Manche Experten waren überrascht, andere aber nicht – eben die, die der Klasse-I-Empfehlung nicht bedingungslos gefolgt waren. Vielleicht hilft hier schon die Semantik: Wo nichts pulsiert, im kardiogenen Schock nämlich, kann man auch nicht gegenpulsieren. Inzwischen ist eine weitere Studie erschienen, an einer anderen Patientenpopulation untersucht, aber mit Langzeitdaten – und diese kommt zu einem anderen Ergebnis: Von 301 Patient mit schlechter Herzfunktion und schwerer koronarer Herzerkrankung wurden 151 planmäßig mit und 150 planmäßig ohne IABP der Hochrisiko-PCI zugeführt. Mortalitätsdaten für die gesamte Kohorte waren im Median nach 51 Monaten verfügbar. Insgesamt waren 100 Patienten (33 %) verstorben, davon 42 in der Gruppe mit und 58 in der Gruppe ohne IABP. Dr. Divaka Perera, Kardiologe am St. Thomas Hospital in London erklärt für die Autoren: „Elective IABP use during PCI was associated with a 34% relative reduction in all-cause mortality compared with unsupported PCI” [Circ. 2013 Jan 15;127(2):207-12].

Prof. Marco Tubaro, Kardiologe am San Filippo Neri Hospital in Rom, sieht die Sache so: “Even if a reduction of mortality has not been demonstrated with IABP in association with primary PCI, the bulk of evidence and the everyday clinical practice are in favour of the use of IABP as haemodynamic support in patients with AMI complicated by cardiogenic shock non immediately responsive to volume expansion and inotropic stimulation.”

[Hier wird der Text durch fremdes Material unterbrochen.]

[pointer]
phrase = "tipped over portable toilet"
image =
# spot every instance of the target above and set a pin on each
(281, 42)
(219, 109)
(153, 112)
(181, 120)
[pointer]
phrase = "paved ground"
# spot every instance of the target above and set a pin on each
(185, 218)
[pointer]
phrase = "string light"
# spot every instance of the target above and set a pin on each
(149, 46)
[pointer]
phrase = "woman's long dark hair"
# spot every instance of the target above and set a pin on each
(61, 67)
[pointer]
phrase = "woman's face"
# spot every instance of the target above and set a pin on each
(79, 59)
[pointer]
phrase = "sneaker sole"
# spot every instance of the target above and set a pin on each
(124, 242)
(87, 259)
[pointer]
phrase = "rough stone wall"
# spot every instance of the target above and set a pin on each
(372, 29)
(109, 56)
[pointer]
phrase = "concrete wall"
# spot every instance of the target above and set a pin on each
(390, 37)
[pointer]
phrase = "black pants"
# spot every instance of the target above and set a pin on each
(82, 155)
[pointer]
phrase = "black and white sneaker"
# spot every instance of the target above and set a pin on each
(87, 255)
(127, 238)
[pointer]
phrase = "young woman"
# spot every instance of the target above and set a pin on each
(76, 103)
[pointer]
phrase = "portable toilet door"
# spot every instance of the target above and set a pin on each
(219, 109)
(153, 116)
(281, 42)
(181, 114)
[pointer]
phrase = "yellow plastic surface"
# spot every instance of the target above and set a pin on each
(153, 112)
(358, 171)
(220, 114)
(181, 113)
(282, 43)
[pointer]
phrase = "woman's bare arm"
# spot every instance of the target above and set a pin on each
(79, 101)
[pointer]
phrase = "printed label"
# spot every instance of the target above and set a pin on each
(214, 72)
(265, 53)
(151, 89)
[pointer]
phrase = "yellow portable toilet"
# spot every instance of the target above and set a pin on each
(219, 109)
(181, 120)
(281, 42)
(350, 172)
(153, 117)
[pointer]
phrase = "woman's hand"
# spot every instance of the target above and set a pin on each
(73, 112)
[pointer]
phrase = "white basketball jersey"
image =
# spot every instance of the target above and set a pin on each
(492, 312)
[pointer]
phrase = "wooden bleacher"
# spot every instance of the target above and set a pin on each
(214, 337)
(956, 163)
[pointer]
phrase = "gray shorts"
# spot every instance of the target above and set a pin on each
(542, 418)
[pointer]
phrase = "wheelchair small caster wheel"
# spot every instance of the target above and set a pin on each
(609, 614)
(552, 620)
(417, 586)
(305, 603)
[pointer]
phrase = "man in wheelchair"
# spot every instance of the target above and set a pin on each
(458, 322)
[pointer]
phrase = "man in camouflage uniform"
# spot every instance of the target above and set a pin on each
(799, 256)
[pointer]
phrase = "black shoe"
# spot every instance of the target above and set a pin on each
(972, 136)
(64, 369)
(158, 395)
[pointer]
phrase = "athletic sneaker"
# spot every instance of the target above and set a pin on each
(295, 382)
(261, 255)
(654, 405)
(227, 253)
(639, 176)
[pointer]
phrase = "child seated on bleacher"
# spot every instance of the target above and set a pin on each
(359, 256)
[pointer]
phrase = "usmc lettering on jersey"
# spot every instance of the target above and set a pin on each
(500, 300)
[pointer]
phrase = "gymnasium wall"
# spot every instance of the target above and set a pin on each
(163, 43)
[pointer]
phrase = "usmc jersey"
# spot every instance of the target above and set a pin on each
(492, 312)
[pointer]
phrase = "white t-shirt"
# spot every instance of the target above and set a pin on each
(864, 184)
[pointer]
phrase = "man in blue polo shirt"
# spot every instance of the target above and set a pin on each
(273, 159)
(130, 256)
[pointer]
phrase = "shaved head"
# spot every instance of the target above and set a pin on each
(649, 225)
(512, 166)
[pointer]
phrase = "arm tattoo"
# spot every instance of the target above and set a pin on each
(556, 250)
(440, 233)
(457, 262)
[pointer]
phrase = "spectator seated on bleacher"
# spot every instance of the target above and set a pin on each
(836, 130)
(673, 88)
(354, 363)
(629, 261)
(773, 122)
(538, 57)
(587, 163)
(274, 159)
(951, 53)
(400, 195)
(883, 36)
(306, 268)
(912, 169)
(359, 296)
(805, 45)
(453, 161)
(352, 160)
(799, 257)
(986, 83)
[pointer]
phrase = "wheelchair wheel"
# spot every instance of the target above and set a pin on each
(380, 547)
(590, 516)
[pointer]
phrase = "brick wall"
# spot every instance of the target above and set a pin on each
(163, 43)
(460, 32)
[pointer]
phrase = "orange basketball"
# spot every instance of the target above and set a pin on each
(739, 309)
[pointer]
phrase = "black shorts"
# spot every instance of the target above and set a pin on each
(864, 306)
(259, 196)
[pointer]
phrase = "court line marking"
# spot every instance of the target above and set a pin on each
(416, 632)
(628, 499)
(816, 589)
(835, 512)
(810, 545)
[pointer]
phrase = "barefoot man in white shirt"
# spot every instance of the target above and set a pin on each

Oberfeldarzt Professor Andreas Markewitz, Herzchirurg am Bundeswehrkrankenhaus Koblenz, sieht noch einen anderen Aspekt: Von den Patienten in der SHOCK-II-Studie wurden nur wenig mehr als ein Drittel (38 %) komplett revaskularisiert. Markewitz glaubt, dass „die IABP nur dann wirklich nützt, wenn dem Herzen die Chance zur vollständigen Erholung gegeben wird“. Und bei Patienten mit einer Mehrgefäß-Erkrankung gelingt dies nun einmal mit der PCI häufig nicht, hier ist die koronare Bypassoperation (CABG) überlegen. Deshalb attestiert Markewitz der IABP in der Herzchirurgie weiterhin einen hohen Stellenwert. „Demnächst“, sagt er, „erscheint eine neue, interdisziplinäre S3-Leitlinie, die das untermauern wird“. Für eine Beerdigung gibt es also keinen Anlass.

Im Profil:

Oberstarzt Prof. Dr. Andreas Markewitz ist seit 2010 Direktor der Abt. XVII – Klinik für Herz- und Gefäßchirurgie am Bundeswehrzentralkrankenhaus Koblenz. Nach dem Medizinstudium in Tübingen und seiner Weiterbildung zum Facharzt für Chirurgie habilitiert er sich 1994 an der Ludwigs-Maximilians-Universität München. 1995 wechselt er als Leitender Oberarzt die Klinik in Koblenz und seit 1996 ist er Facharzt für Herzchirurgie. Prof. Markewitz ist sehr engagiert in der Deutschen Gesellschaft für Thorax-, Herz- und Gefäßchirurgie, der Gesellschaft für Kardiologie und der Deutschen Interdisziplinären Vereinigung für Intensiv- und Notfallmedizin.

Prof. Dr. Holger Thiele hat nach dem Medizinstudium an der Freien Universität die Facharztausbildung für Innere Medizin am Herzzentrum Leipzig und am Deutschen Herzzentrum in seiner Heimatstadt Berlin durchlaufen. Nach einem Forschungsaufenthalt bei Dr. Sivananthan in Leeds (UK) arbeitet er als Oberarzt, seit 2006 als Leitender Oberarzt unter Prof. Schuler am Herzzentrum Leipzig. Seit 2009 ist er außerplanmäßiger Professor der Universität Leipzig.